No supieron nada de Juan José durante meses. Ni una carta, ni una referencia, nada hasta que le capturaron en Santoña junto a muchos otros republicanos e ingresó en la prisión de El Dueso. Milagros fue a visitarlo en varias ocasiones, todas las que pudo teniendo en cuenta que se encontraba a pocas semanas de dar a luz al sexto de sus hijos. Nació el 9 de octubre, fue una niña a la que llamaron Margarita y en una ocasión permitieron a su padre cogerla en brazos.

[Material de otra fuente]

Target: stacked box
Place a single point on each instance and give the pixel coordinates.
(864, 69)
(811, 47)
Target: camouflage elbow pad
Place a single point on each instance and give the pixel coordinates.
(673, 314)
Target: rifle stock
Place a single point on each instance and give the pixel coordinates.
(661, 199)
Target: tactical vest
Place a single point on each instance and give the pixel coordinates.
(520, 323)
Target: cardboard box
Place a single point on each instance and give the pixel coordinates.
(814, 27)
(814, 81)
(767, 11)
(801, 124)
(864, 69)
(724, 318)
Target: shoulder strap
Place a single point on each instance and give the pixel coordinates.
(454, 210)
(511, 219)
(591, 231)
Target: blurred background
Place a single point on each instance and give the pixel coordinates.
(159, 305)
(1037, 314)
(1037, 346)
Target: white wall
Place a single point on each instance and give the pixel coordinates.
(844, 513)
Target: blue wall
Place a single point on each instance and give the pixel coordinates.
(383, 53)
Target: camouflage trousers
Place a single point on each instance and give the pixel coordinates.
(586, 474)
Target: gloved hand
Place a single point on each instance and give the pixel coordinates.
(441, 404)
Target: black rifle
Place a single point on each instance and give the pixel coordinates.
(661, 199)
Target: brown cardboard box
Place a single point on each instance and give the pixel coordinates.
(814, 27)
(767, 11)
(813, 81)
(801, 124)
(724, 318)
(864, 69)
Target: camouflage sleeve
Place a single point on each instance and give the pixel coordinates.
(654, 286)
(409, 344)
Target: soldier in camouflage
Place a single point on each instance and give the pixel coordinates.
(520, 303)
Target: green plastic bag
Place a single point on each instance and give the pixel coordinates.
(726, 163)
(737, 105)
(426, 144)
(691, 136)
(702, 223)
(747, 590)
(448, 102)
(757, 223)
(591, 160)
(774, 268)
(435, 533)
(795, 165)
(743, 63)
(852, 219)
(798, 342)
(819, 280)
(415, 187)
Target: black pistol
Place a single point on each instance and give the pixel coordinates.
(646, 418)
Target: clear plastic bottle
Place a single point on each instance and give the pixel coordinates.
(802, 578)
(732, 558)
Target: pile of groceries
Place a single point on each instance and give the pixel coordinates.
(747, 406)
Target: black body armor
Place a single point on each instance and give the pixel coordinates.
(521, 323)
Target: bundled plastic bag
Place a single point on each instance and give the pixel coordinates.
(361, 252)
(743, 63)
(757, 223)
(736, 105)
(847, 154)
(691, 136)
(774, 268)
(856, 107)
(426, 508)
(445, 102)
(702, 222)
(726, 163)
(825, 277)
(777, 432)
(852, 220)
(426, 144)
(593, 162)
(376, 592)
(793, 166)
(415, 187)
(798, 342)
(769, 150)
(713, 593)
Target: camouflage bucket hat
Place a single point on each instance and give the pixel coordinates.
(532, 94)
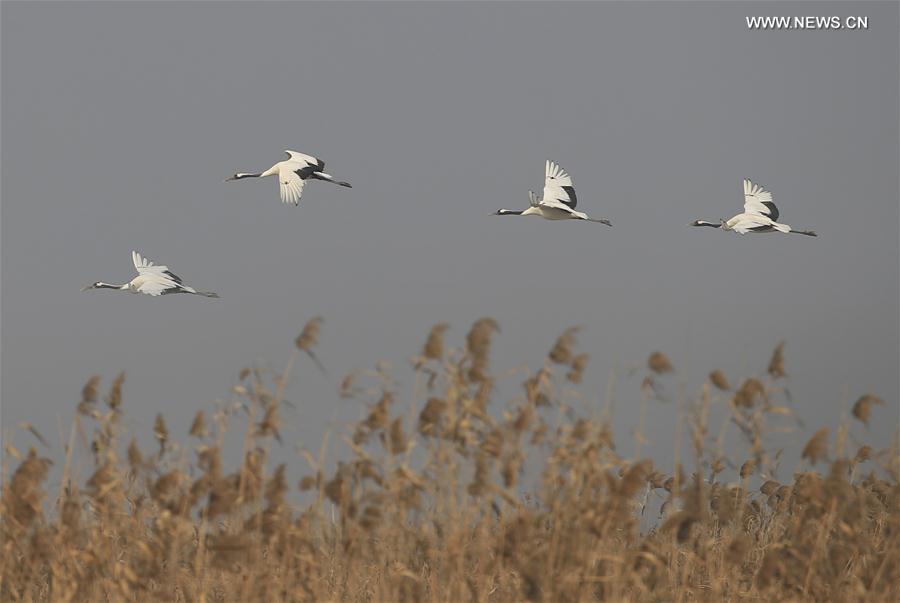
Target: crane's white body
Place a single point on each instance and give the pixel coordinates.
(151, 280)
(558, 201)
(292, 174)
(760, 214)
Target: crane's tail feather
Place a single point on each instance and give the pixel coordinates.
(330, 178)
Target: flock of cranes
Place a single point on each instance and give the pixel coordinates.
(557, 202)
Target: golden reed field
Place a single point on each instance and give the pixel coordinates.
(457, 496)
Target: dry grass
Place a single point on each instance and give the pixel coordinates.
(455, 499)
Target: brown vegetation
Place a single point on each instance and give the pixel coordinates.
(455, 499)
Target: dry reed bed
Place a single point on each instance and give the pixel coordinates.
(432, 504)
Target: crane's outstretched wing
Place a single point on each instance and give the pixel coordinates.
(758, 200)
(305, 162)
(558, 187)
(160, 274)
(292, 184)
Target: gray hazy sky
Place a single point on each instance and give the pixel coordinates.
(120, 120)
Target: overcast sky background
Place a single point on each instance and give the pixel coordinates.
(120, 121)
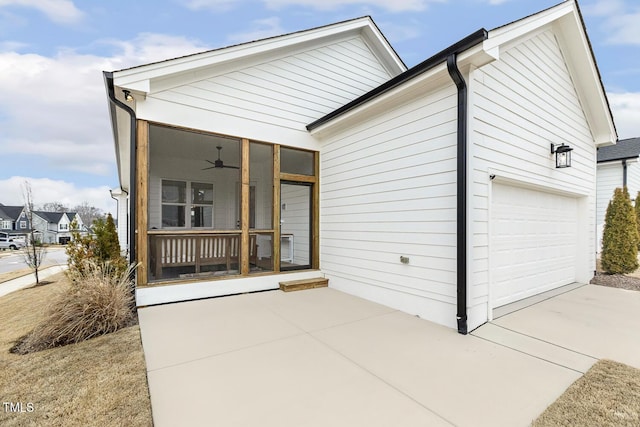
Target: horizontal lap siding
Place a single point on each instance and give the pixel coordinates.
(289, 92)
(519, 105)
(388, 190)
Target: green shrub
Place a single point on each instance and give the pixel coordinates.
(102, 248)
(637, 210)
(98, 302)
(620, 238)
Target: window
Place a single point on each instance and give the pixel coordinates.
(175, 204)
(201, 204)
(296, 161)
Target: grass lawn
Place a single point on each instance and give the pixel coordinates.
(99, 382)
(608, 395)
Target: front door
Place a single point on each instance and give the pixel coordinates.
(295, 225)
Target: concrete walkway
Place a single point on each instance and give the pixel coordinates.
(321, 357)
(29, 279)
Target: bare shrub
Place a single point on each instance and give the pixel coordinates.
(98, 302)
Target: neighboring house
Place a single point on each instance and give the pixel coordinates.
(55, 227)
(618, 166)
(432, 190)
(13, 220)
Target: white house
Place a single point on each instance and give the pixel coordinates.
(433, 190)
(618, 167)
(55, 227)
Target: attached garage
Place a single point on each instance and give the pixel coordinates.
(534, 242)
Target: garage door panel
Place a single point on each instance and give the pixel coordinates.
(533, 242)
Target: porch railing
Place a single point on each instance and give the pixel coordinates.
(197, 253)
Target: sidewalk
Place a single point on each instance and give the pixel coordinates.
(29, 280)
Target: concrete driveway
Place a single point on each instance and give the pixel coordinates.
(324, 358)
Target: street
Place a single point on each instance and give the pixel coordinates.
(14, 260)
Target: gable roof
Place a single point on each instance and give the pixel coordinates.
(567, 21)
(10, 212)
(53, 217)
(140, 79)
(624, 149)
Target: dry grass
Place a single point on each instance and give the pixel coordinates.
(99, 382)
(14, 274)
(98, 302)
(608, 395)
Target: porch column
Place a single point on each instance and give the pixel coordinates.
(142, 203)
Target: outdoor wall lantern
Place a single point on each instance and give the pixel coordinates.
(127, 95)
(563, 155)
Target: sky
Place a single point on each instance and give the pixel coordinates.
(54, 123)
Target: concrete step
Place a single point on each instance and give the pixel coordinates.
(299, 285)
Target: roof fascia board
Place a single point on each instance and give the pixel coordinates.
(435, 77)
(430, 79)
(131, 77)
(617, 162)
(501, 37)
(576, 49)
(174, 80)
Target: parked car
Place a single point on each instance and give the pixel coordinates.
(7, 242)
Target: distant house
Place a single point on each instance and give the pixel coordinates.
(443, 190)
(55, 227)
(13, 220)
(618, 166)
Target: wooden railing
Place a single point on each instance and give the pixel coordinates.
(197, 250)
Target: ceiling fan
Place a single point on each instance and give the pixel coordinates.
(219, 164)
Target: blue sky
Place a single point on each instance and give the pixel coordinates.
(54, 125)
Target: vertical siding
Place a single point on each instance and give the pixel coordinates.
(388, 190)
(519, 105)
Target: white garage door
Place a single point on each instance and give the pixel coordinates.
(533, 242)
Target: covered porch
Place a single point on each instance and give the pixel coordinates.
(215, 207)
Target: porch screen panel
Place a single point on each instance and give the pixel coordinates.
(260, 207)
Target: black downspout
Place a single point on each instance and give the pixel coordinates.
(113, 101)
(461, 178)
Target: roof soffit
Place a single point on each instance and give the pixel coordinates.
(565, 22)
(174, 72)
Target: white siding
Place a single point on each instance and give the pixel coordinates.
(274, 100)
(519, 105)
(609, 178)
(633, 178)
(388, 190)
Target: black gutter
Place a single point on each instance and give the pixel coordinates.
(113, 103)
(464, 44)
(461, 181)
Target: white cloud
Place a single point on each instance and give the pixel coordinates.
(626, 113)
(619, 20)
(215, 5)
(56, 107)
(47, 190)
(390, 5)
(261, 28)
(60, 11)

Eran los últimos días del mes de noviembre de 1937 y Garay acaba de ser trasladado a la cárcel de Larrinaga, en Bilbao, donde las visitas de su esposa fueron más frecuentes.
El hombre tuvo oportunidad de conocer a su hija recién nacida
Emilia, hermana de Milagros, se acercaba a verlo a diario. Vivía muy cerca de la prisión y se encargaba de que no le faltara comida mientras esperaba la resolución de un consejo de guerra que en el mejor de los casos le haría pasar muchos años a la sombra.

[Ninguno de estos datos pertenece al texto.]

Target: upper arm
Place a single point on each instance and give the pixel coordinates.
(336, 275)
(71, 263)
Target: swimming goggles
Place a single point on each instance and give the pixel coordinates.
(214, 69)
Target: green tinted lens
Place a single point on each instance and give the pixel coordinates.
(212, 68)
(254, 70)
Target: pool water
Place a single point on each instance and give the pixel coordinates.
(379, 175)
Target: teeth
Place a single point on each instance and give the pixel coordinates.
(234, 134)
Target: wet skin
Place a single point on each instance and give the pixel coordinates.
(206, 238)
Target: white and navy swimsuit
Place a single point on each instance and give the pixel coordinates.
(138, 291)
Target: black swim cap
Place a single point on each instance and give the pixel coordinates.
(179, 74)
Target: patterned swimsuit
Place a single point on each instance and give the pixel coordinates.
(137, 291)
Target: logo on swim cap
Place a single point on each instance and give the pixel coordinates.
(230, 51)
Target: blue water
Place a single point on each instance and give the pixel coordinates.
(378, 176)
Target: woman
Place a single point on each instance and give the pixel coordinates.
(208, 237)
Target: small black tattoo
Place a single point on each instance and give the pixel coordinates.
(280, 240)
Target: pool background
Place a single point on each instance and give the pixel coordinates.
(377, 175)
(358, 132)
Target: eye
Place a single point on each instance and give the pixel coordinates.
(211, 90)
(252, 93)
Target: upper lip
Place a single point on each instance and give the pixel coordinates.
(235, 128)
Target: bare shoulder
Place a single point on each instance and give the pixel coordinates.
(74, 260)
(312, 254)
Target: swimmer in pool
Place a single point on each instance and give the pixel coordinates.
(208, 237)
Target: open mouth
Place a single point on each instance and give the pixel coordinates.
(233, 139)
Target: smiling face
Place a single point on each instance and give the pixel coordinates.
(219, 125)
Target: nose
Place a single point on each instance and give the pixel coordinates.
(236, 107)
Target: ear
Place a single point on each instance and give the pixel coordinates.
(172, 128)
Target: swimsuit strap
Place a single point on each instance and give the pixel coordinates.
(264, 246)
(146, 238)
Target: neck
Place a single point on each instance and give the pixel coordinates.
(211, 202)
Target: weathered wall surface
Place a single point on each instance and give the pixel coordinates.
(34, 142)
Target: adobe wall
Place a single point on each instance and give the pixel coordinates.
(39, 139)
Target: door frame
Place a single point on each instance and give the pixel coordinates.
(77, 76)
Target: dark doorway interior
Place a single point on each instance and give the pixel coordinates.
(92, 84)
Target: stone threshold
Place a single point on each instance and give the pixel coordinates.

Durante un tiempo, Emilia tuvo en casa a su sobrina Guadalupe, así que fue ella quien se ocupó de llevar el rancho a su padre. El 16 de diciembre de 1937, sin embargo, llegó a las puertas de la prisión y los guardias se negaron a cogerle la comida. Al contrario, le entregaron las botas del hombre y una nota manuscrita para que se la diera a su madre.
Lupe palideció y fue incapaz de articular una sola palabra. Comenzó a caminar de regreso sin entender lo que pasaba y convencida de que era algo aciago. Entonces recordó la nota de su padre y pensó que quizás en ella hubiera una respuesta a lo que estaba sucediendo. Sus manos trémulas rebuscaron en los bolsillos, en los pliegues de su ropa, en cada costura del abrigo, pero el papel no apareció. Estaba tan nerviosa que lo había perdido, y entonces sintió que el aire dejaba de entrar en su pecho.

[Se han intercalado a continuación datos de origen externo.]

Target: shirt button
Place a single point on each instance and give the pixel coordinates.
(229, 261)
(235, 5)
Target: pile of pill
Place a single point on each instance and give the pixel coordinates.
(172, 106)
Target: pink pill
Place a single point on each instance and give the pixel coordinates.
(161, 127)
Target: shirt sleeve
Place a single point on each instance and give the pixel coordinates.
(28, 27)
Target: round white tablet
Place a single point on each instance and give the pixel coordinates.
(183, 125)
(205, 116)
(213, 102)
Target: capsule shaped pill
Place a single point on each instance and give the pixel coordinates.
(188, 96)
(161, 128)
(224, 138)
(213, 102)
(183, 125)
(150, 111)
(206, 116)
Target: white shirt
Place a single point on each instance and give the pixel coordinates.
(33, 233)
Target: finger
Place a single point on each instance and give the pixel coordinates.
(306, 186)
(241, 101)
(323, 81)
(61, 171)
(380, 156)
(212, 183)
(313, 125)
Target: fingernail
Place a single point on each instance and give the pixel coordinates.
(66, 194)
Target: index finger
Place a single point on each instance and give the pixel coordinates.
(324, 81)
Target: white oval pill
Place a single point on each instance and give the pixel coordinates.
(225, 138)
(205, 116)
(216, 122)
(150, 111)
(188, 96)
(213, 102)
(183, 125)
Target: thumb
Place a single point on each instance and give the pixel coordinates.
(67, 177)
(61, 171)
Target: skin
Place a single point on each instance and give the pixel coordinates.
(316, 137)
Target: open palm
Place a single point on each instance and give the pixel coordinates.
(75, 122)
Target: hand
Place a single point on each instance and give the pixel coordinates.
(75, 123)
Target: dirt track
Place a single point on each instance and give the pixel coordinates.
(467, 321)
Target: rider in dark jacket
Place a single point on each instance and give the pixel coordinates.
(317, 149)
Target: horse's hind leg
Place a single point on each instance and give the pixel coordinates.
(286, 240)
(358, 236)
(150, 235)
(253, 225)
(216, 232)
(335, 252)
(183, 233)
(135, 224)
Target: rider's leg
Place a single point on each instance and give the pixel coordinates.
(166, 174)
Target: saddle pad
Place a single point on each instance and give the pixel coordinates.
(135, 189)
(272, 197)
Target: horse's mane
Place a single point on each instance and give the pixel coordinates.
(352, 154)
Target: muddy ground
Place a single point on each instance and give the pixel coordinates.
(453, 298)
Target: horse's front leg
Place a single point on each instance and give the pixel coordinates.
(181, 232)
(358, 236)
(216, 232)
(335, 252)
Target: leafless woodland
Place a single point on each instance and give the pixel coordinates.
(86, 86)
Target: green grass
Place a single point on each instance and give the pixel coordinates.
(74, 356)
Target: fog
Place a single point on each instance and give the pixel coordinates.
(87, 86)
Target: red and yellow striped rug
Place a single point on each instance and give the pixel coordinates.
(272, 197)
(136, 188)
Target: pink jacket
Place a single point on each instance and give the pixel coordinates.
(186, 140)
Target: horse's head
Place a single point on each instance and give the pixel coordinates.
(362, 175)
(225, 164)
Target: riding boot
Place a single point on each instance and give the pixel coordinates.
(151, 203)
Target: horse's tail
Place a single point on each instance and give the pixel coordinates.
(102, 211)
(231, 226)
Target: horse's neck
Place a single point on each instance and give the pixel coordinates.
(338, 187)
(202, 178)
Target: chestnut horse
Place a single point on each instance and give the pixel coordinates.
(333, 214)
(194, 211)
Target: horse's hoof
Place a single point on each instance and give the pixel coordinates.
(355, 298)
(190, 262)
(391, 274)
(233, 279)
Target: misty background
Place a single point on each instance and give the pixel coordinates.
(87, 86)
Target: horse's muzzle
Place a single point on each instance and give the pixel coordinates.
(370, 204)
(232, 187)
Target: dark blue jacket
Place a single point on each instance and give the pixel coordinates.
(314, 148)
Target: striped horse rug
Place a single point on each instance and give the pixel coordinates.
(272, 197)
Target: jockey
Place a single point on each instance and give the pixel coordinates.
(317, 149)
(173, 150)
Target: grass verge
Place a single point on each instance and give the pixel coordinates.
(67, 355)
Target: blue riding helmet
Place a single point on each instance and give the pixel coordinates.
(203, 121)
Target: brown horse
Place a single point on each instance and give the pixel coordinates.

En cuanto Milagros supo lo sucedido puso rumbo a Bilbao y confirmó sus peores presagios. Su esposo y padre de su hijos había sido fusilado junto a la tapia del cementerio de Derio. Nunca recuperó sus restos ni supo dónde fue enterrado. Otra la vez la fuerza venció al espíritu, y esta vez lo hizo para llevarse a Juan José con cuarenta años y un montón de sueños aún por cumplir, como ese proyecto de comprar un camión a medias con otro vecino y dedicarse a la plantación de espárragos. Había aprendido sobre su cultivo durante su Servicio Militar en Tudela y pensó que las tierras arenosas de Galdames eran apropiadas para ello.
Juan José era un hombre inteligente que buscaba prosperar para ofrecer un futuro mejor a sus hijos. Lo intentó con un viaje a Argentina cuando aún estaba soltero y del que regresó sin éxito, aunque no por ello cejó en su empeño de construir un mundo mejor.
Juan José dejó escrita una carta a su familia, pero aquel pedazo de papel repleto de sentimientos se extravió
Milagros se metió en la cama para adormecer la pena mientras la noticia corría por el pueblo como una mecha prendida. La frase más repetida entre los lugareños fue la de «han matado al hombre más bueno de Galdames» y el lamento de unos y otros se pudo oír en cada recodo del valle. No pudieron hacer otra cosa que ofrecer cariño y consuelo a la viuda y sus seis hijos en el inicio de una represión y dominación fascista que acabaría durando cuatro décadas.